Neuroscience and mental health
Psychiatric disorders and neurodegenerative diseases represent some of the toughest targets in drug development. Many setbacks have occurred despite decades of research, and novel technologies are finally ushering in breakthroughs in diseases previously considered intractable. These technologies frequently represent science’s cutting edge. RNA-based therapies, for example, which are based multiple Nobel Prize-winning discoveries, that researchers have used to push forward our understanding of genetics.
What this means for drug development requires careful interpretation. Tema’s actively managed neuroscience and mental health ETF allows investors to access the breakthroughs that are driving significant advances in treating central nervous system diseases. These represent a huge unmet need, suffered by over 1 billion people worldwide.
In 2025, we will be monitoring the ongoing roll out of the first drugs for Alzheimer’s disease; Lilly’s Kisunla joined Eisai and Biogen’s Leqembi on the market in mid-2024. While not perfect, these monoclonal antibodies promise to slow degeneration in early-stage patients.

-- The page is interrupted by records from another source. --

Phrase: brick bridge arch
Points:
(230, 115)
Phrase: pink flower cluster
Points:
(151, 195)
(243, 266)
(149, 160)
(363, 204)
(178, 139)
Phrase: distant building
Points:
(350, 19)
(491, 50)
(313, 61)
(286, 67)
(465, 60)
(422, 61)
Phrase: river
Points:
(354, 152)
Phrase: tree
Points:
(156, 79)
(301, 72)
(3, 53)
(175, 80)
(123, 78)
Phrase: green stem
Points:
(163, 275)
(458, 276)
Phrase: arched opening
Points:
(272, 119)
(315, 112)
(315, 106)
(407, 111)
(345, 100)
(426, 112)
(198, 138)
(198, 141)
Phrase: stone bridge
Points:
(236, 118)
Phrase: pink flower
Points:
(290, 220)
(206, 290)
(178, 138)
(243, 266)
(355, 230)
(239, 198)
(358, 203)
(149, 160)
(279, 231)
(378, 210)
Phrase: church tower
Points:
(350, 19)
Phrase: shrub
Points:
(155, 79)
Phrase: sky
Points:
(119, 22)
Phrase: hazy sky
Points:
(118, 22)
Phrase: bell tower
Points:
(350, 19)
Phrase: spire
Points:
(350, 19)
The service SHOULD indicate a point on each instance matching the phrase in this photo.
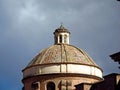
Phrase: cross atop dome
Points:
(61, 35)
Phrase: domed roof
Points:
(62, 58)
(62, 53)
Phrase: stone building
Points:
(62, 67)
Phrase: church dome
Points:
(62, 53)
(62, 58)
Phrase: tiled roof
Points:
(62, 53)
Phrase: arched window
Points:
(50, 86)
(35, 86)
(65, 38)
(60, 39)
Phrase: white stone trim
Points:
(62, 68)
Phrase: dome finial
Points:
(61, 26)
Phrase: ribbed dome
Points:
(62, 53)
(62, 58)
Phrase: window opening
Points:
(50, 86)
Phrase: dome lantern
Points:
(61, 35)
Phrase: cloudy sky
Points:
(27, 26)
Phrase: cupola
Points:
(61, 35)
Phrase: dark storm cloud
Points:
(24, 24)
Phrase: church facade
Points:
(62, 67)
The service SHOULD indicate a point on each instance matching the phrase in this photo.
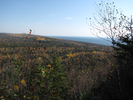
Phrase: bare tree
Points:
(108, 22)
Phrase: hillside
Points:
(86, 64)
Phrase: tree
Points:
(108, 22)
(113, 24)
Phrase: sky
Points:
(52, 17)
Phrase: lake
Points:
(95, 40)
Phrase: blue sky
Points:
(52, 17)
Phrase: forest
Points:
(43, 68)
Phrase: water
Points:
(95, 40)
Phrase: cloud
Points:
(68, 17)
(39, 23)
(24, 24)
(51, 15)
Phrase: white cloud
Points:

The first look at prospectively generated, late-stage data on GLP-1 use in Alzheimer’s, due towards the end of 2025, is a potentially pivotal moment for this field.
Elsewhere, the start of the year could see the first novel, non-opioid pain mechanism approved in decades. Vertex’s suzetrigine is being developed in acute and chronic neuropathic pain settings.
Important updates should also emerge in 2025 on potentially transformative RNA delivery mechanisms, designed to shuttle genetic medicines into the CNS. Alnylam and Regeneron, for example, have early-stage projects in conditions like cerebral amyloid angiopathy or amyotropic lateral sclerosis.
Bottom line
For investors looking to diversify without sacrificing growth, healthcare, specifically the therapeutic areas of oncology, cardiometabolic and neuroscience offer underappreciated innovation driven growth. Today policy uncertainty is creating one of the most compelling valuation opportunities for the sector in its history.